Botswana also performs well in the MIWE 2021 “Women’s Labor Participation Rates”, ranking 13th worldwide.
According to the report, Nigeria ranked first globally in the activity rate of women entrepreneurs, alongside Angola and Ghana, in the 2021 MasterCard Index of Women Entrepreneurs (MIWE).
Nigeria also ranked second globally in number of “female coaches” with 59.1%, while Angola ranked second globally in hiring intentions, with 16.4% of adults planning to hire six or more in the near future to hire more employees.
Despite the challenges posed by the pandemic and economic slowdown, Mastercard research shows that female owned businesses in Africa are resilient and adaptable, particularly in low- and middle-income economies, and often outperform men when it comes to entrepreneurial activities.
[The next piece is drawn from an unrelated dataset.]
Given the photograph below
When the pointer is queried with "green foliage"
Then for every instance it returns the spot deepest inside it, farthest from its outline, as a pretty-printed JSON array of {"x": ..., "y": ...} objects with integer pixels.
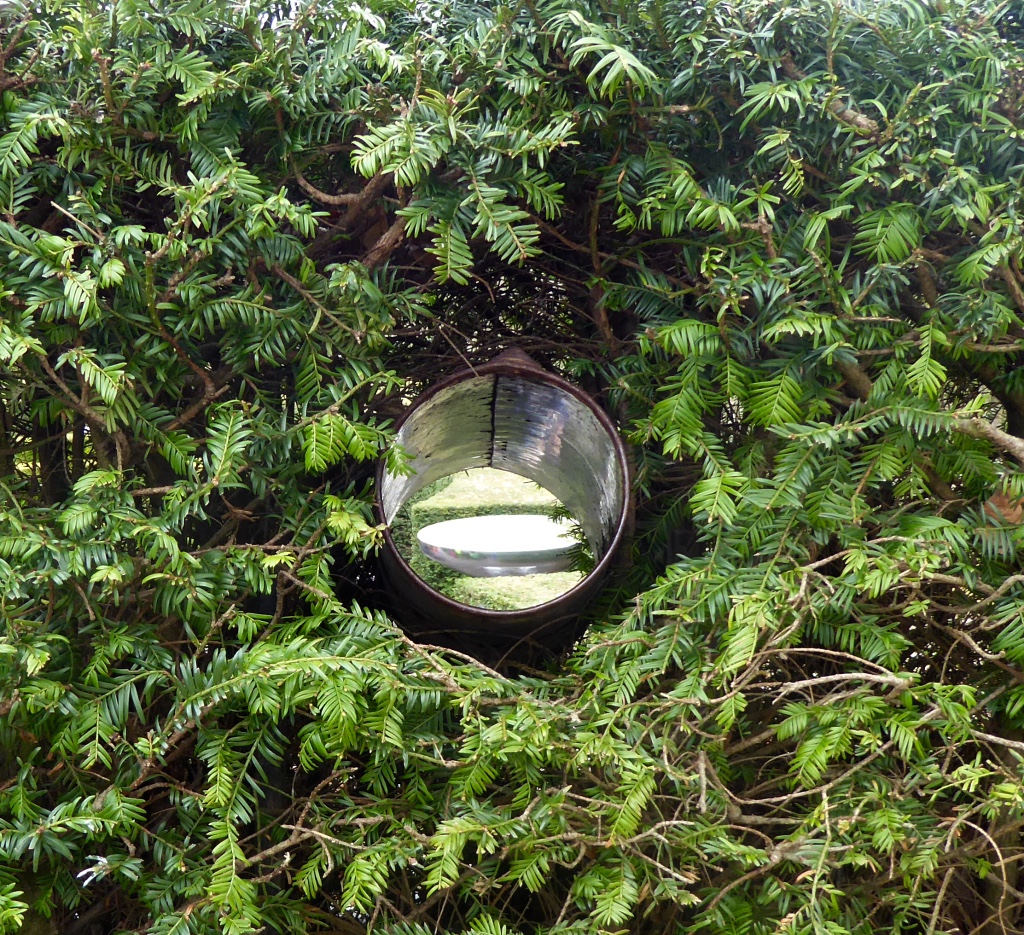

Ebehijie Momoh, Country Manager and Area Business Head for West Africa at MasterCard, congratulated African countries on their entrepreneurial and SME activities.
She added that “Women in Botswana, Uganda, Ghana, Nigeria, and Angola are prime examples of women’s determination to support themselves and their families despite financial, regulatory and technical challenges.
In these economies, women can take advantage of opportunities in their communities to become business owners, leaders and skilled workers.”
As part of Mastercard’s commitment to creating a world where women entrepreneurs are equally represented and supported, the company has made a global commitment to connect 25 million women in business to the digital economy by 2025.
Empowering female entrepreneurship will not only act as a catalyst for growth and innovation, it will also strengthen communities around successful women and promote a fairer and more sustainable global recovery for all.